Obasanjo stated this in an exclusive interview with at the venue of the World Food Prize in Iowa, USA, penultimate Friday.
The President, African Development Bank and a former Minister of Agriculture, Dr. Akinwumi Adesina, was on the occasion, awarded the 2017 laureate of the World Food Prize, where Obasanjo was in attendance.
The Federal Government had said in September that over N6.2bn had been paid to 14 states as part of efforts to meet its target of feeding three million primary school children in 2017 under the National Homegrown School Feeding Programme.
The Senior Special Assistant on Media and Publicity to the Vice-President, Laolu Akande, in a statement, listed Anambra, Enugu, Oyo, Osun, Ogun, Ebonyi, Zamfara, Delta, Abia, Benue, Plateau, Bauchi, Taraba and Kaduna as the benefitting states.
He added that the amount was expended during the school year ending August, 2017.
On Monday, Akande noted that one million schoolchildren had been added to the programme from three states — Cross River, Awka Ibom and Niger — bringing the total number of participating states to 17.
So far, 4,773,064 schoolchildren in 25,771 schools in 17 states are currently benefitting from the feeding programme.
Although Obasanjo commended the Federal Government for its initiative, he argued that school feeding programmes should be left to state governments to handle.
The ex-President stated, “Any programme that will enhance food intake, particularly of the youth, and we help them in their growth, vitality, and in giving them better nutrition, I would regard as a good programme. (As president) I encouraged it. It is not supposed to be a Federal Government programme.
“If I remember correctly, I think Nasarawa State had a similar programme which was good; Kano State had one which was good. I think one of the states in the South-West also had one. But it was not a federal programme. It was initially a state programme that was encouraged and assisted (by the Federal Government) as much as possible in the past.
“It’s not a Federal Government programme; it shouldn’t be. Any state that wants to go into it must be ready to go into it and any state that goes into it must make it a success, otherwise it’s not useful.

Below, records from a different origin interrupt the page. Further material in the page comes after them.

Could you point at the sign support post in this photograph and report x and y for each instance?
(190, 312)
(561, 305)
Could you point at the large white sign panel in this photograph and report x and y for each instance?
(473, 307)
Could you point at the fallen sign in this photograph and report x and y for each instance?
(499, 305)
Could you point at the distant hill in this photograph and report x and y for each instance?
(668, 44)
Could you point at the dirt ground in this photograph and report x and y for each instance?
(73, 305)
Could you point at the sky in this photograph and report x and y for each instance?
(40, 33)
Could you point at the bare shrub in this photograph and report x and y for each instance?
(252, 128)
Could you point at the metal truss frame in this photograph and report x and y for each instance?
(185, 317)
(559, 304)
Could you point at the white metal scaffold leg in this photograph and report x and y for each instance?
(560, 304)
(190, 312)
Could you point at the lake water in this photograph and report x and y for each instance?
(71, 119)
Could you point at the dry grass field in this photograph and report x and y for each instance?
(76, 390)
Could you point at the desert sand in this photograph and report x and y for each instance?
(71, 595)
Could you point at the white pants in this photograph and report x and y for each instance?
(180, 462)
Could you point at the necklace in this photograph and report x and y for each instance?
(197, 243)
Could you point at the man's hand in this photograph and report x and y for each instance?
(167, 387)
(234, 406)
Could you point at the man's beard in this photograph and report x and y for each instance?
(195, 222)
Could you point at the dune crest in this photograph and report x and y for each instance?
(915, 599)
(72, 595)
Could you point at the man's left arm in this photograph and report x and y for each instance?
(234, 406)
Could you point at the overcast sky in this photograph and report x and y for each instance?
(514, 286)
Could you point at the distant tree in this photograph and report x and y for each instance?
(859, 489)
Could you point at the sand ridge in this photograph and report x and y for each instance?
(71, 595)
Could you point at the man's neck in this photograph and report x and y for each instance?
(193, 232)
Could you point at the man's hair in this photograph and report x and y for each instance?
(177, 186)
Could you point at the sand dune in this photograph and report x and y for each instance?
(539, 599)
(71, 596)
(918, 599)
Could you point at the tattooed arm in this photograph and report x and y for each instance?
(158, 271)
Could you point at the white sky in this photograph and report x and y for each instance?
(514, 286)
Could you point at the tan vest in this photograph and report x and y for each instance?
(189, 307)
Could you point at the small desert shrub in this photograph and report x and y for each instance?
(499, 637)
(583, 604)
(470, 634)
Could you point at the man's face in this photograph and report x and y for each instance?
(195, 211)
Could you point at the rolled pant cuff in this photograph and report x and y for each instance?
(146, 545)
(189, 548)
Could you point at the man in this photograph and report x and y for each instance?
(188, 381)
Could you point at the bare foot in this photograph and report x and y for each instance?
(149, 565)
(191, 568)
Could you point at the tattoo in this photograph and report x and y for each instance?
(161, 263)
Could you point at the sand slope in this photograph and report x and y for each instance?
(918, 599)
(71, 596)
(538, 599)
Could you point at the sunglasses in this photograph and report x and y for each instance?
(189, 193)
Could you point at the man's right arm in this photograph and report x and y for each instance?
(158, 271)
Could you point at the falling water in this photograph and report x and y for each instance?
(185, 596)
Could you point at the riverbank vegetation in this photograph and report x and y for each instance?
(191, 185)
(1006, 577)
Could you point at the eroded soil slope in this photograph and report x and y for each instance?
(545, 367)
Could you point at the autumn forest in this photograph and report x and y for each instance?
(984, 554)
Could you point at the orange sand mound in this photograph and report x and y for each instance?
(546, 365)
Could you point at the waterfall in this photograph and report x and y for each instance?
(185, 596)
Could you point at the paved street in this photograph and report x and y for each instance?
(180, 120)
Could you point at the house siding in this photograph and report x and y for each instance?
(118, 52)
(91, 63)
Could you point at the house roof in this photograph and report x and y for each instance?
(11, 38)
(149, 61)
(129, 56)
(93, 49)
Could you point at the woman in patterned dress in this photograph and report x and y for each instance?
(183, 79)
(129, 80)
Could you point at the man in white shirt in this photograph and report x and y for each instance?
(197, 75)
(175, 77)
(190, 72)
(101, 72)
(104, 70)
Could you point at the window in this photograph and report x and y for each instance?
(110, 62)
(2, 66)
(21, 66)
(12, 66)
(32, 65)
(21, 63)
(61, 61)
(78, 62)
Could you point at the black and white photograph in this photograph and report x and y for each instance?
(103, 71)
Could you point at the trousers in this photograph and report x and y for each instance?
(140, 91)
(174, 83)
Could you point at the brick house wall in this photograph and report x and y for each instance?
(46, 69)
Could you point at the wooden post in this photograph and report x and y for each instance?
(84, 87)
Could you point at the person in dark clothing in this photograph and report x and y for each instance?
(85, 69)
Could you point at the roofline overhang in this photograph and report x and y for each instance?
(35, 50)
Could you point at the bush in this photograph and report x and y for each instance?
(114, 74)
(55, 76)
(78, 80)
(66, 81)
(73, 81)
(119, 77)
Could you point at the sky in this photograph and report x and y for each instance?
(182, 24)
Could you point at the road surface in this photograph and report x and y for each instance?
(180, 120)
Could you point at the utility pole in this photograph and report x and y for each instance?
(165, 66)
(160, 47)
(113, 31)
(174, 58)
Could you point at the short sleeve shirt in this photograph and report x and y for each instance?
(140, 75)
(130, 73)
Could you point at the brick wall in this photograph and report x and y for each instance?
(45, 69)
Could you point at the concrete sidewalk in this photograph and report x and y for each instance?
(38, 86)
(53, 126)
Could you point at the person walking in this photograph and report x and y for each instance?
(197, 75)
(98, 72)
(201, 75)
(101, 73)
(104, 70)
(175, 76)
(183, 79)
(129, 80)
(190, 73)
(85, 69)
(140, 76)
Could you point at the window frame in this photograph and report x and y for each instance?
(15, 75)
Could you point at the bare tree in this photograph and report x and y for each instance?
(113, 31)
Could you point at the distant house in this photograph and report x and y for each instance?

“I went to a mission school and in my third year, we had what they called ‘midday meal,’ which was tremendously appreciated and, I believe, helped because some of the children didn’t even have what they could call one square meal a day.
“The school provided one good meal, which was good for them. And that was only at the school level, not even at the community level. It was not at the city level, not to talk of district level. So, I would say that any state that wants to undertake such a programme should be encouraged.”
Although Obasanjo refused to assess the Muhammadu Buhari administration, he gave parameters for rating the government’s efforts in the school feeding programme.
“I don’t even know how many states are participating in it. Any programme that has not been covered in at least 50 per cent of the country, I don’t know how you will rate it; whether you would rate that as a success or a failure.
“Any programme must cover at least 50 per cent of the country for me to describe it as successful and if you can even take it to 90 per cent, I would say very good. You may not be able to get 100 per cent; but anything that covers between 80 and 90 per cent, I would regard as good,” he said.
The former President said Adesina, the World Food Prize laureate, deserved his presence at the award.